Reduce Your Vulnerabilities
All adults want to feel secure and competent- especially if you are to assume responsibility for yourself. The more vulnerabilities you have, the less power you perceive yourself to have. The less power you have, the more fear you have. This is not a great place to be when there is a disease outbreak. Fear creates mistakes and panic. You can’t hold up the world if you are afraid. So how to you become less fearful?
The most commonly used resource is money. Money buys products, services, and experiences. It can assure your safety in some cases. However, in times of disease outbreak, the things you need may not be able to be bought at any price. So what do you do when your money is useless?
There are human resources – family, friends, and neighbors are resources. If you have cultivated relationships, you can work together to do things that would be harder or impossible to do alone. It’s like Stone Soup. If we all get together and pool resources, we can share the work, food, hardship, and happiness.
Information is another resource. If you have useful information, you can make wise decisions. Of course, it’s only as good as your ability to interpret it.
Land is another resource. It gives you a place to live, provides food, and helps you to stay healthy. If you care for it, it can care for you. There other resources, but you get the idea.
Skills allow you to take charge, do things for yourself, help others, and be independent. Some skills can help you to acquire money if you use them in employment. Other skills- like emotional regulation- help you to get along better with others.
The more skills you have, the fewer problems you have because if something comes up, you can just deal with it if you have the appropriate skills. Otherwise you struggle.
Skills also give you options. If I can weave a basket, I have a choice whether I want to weave one, buy one, or sell one. If I can make natural medicines, I can go to the doctor, care for myself, care for others, or do nothing. Choice is a huge component of stress. The more options I have, the more secure I feel.
What skills you cultivate are entirely up to your values and desires. Some suggestions are: communication, emotional intelligence, wild crafting, sewing, hunting, medicine making, cooking, writing, leadership, driving, food storage, carpentry, auto repair, small engine repair, energy healing, conducting rituals, and gardening.

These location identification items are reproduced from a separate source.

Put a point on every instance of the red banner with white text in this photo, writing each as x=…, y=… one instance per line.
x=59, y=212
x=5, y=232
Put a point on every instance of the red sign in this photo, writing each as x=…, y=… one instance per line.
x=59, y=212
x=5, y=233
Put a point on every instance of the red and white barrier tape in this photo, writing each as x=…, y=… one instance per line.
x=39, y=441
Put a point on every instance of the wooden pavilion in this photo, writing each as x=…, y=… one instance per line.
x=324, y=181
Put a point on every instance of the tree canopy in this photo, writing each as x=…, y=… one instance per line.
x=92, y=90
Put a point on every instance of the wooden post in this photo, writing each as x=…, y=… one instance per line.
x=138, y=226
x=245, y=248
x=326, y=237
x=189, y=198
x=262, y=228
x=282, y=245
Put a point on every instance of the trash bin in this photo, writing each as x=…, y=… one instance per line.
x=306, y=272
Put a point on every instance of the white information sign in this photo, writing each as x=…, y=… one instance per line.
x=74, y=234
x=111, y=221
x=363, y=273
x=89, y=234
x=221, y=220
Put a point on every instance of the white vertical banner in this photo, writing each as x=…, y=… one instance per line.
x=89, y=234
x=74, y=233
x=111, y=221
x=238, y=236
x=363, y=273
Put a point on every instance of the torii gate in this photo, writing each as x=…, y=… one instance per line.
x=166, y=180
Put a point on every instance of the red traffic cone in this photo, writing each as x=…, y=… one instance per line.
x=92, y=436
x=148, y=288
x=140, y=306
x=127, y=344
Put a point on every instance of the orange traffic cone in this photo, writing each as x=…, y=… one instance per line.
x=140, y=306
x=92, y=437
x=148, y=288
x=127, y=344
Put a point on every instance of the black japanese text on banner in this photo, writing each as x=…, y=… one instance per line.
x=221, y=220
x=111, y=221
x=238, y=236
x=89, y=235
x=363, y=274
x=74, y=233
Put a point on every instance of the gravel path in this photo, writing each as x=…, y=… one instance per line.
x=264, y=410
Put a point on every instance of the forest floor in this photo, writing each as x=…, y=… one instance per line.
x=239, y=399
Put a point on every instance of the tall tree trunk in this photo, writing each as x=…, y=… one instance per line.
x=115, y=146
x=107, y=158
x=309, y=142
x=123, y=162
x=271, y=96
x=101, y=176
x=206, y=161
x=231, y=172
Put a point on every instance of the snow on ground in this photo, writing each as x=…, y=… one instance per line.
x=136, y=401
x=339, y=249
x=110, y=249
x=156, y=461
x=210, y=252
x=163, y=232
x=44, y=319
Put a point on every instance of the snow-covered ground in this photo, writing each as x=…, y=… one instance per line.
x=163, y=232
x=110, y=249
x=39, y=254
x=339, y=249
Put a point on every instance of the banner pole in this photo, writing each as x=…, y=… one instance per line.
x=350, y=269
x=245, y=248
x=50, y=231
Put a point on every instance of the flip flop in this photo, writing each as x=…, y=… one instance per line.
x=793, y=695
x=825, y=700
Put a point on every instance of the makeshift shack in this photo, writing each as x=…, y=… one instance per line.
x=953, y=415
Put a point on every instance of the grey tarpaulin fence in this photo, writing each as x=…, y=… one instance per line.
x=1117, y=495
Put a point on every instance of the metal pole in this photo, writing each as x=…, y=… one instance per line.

Now assuming you’re healthy, can take care of yourself, and have skills, you’re in a position to help others. Situations like disease outbreak overwhelm the system. Too many people have the same needs all at once. Too many people need help all at once. If you are in a position to serve, how can you help so that everyone else can stay safe? Here are some suggestions.
- Make grocery store or pharmacy runs for people who are in isolation.
- If it’s safe and you are well, go to work so that products and services continue to be produced.
- Care the for sick.
- Check on your neighbors, the homeless, or other vulnerable populations.
- If you have food or supplies to share, share.
- Care for the animals that belong to the sick.
- Can you fix something for someone who is unwell?
- If you are unwell, you can voluntarily isolate and ask for help meeting your needs so you can stay in isolation so that you don’t expose others.
- Can you house others so that someone can stay in isolation?
- Are there kids who need care so that their parent can stay in isolation?
- Are you leading, helping, healing, and inspiring – or creating panic and anxiety? Calm and joy are great healers.
A disease outbreak is not my problem or your problem. It’s our problem. We can all get through if we do our part. When we show up in the world as our highest, best, and most skillful selves, we all benefit.